Since experiments involving organic tissue remain costly, despite efforts to decrease the cost of electrophysiological recording 32, simulators provide a practical alternative for study and research in neuroscience. They have the advantage of permitting changes in the biophysical factors of the neuron in order to observe their influence on neuronal functioning, a capacity not shared by experimental animal models. In the case of the model described herein, the simulators enable students and teachers to vary the conductance of the A-type potassium channel or the time constants for the generation and decline of IA.
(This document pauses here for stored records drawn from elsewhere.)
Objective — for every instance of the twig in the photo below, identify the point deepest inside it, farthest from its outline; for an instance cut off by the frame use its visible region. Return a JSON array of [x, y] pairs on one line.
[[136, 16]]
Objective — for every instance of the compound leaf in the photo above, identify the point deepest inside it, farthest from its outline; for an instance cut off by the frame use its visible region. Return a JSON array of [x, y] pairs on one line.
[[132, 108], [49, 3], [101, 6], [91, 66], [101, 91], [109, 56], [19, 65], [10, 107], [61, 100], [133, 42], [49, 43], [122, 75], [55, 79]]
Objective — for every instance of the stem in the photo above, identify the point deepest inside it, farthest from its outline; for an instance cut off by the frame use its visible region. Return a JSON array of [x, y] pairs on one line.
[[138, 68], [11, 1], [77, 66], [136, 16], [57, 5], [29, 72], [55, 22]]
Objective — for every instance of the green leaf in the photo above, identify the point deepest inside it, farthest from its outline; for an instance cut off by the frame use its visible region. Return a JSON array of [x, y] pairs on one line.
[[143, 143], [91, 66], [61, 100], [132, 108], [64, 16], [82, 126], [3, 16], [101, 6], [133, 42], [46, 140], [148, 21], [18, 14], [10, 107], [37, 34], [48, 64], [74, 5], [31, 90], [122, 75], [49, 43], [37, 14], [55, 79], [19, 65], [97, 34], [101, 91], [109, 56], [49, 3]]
The development of simulators requires validation with experimental data. In regard to the simulators developed in the current investigation, real experimental values were entered for the variables, finding that the model reproduced the experimental results. Hence, the variables can be modified to analyze their consequences in a reliable model.
Conclusions
The three interactive computer programs described herein were able to replicate the biophysical characteristics of IA and provide a virtual reproduction of the electrophysiological processes involved in activating and inactivating an ion current.
The corresponding oscilloscope screens showed voltage-dependent curves. The IA AP Train program simulates the influence of IA on an AP train, revealing how it decreases the AP trip frequency in the trace. With this simulator, the effect can be observed of increasing or decreasing gA (channel conductance), modifying time constants, and altering the kinetics of the speed constants, among other phenomena. The simulators should be considered a teaching tool and do not replace the professor.